McCabe also had a few choice words for those brushing off the issue: “If I [were] an industry professional making my money off the market, I’d probably try and downplay it as much as possible.”

As FinCEN officials said last week, 25 percent of the reported transactions so far have been linked to people who have been the subject of a “suspicious activity report,” prompting the agency to broaden its search. “We go where the data takes us,” Steve Hudak, FinCEN’s chief of public affairs, told TRD on Thursday.

FinCEN itself is not a law enforcement agency, officials said during last week’s announcement, and its main goal with the global targeting orders is to gather enough information about money laundering for a long-term solution through legislation.

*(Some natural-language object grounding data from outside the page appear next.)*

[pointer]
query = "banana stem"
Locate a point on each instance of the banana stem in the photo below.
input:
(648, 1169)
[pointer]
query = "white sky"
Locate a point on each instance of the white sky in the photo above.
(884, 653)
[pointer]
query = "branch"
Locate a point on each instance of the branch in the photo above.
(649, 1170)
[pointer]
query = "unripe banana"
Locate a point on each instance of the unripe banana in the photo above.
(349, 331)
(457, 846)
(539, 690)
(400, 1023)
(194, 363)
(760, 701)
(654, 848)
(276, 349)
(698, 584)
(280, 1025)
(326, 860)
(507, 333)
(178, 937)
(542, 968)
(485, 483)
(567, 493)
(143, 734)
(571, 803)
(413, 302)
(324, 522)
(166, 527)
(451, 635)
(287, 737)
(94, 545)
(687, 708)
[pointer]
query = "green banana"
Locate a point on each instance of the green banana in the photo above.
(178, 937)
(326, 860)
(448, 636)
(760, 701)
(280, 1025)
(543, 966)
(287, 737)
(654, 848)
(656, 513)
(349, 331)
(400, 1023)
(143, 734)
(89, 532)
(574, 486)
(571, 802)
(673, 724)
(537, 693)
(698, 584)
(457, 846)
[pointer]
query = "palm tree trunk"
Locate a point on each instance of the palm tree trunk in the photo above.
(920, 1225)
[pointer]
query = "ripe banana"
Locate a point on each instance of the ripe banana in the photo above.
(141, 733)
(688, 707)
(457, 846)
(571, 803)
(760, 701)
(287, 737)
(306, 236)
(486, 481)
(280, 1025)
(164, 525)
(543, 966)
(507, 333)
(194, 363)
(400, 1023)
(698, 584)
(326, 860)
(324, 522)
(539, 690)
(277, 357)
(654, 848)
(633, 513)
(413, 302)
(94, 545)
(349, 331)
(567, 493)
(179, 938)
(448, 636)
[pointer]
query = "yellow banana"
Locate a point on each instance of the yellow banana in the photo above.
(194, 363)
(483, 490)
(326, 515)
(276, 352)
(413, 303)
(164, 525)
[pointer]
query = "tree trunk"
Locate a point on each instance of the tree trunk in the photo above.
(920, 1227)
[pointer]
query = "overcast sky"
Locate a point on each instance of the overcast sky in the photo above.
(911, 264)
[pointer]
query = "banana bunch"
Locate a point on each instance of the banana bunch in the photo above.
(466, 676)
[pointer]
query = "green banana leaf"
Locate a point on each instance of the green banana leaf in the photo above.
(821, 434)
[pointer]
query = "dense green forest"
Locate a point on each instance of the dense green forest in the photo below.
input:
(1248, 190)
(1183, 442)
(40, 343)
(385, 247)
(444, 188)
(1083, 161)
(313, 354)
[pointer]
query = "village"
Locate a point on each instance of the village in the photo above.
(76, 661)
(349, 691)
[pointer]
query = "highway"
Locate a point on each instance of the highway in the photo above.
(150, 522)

Besides tracking cash deals, FinCEN is also pushing for transparency on several other fronts: the agency has sent legislation to Congress that would require companies to disclose their beneficial owners at the time of their creation, and has put forward a new rule for financial institutions to vet the owners of companies when they open accounts.

Hudak also said the tips FinCEN has received from law enforcement showed a clear money laundering threat in residential real estate, but the targeting orders could expand to the commercial sector as the investigation continues.

“Hopefully, it is not a huge regulatory burden on the industry,” Hudak said. “But we do have to keep our goals in mind for increasing transparency.”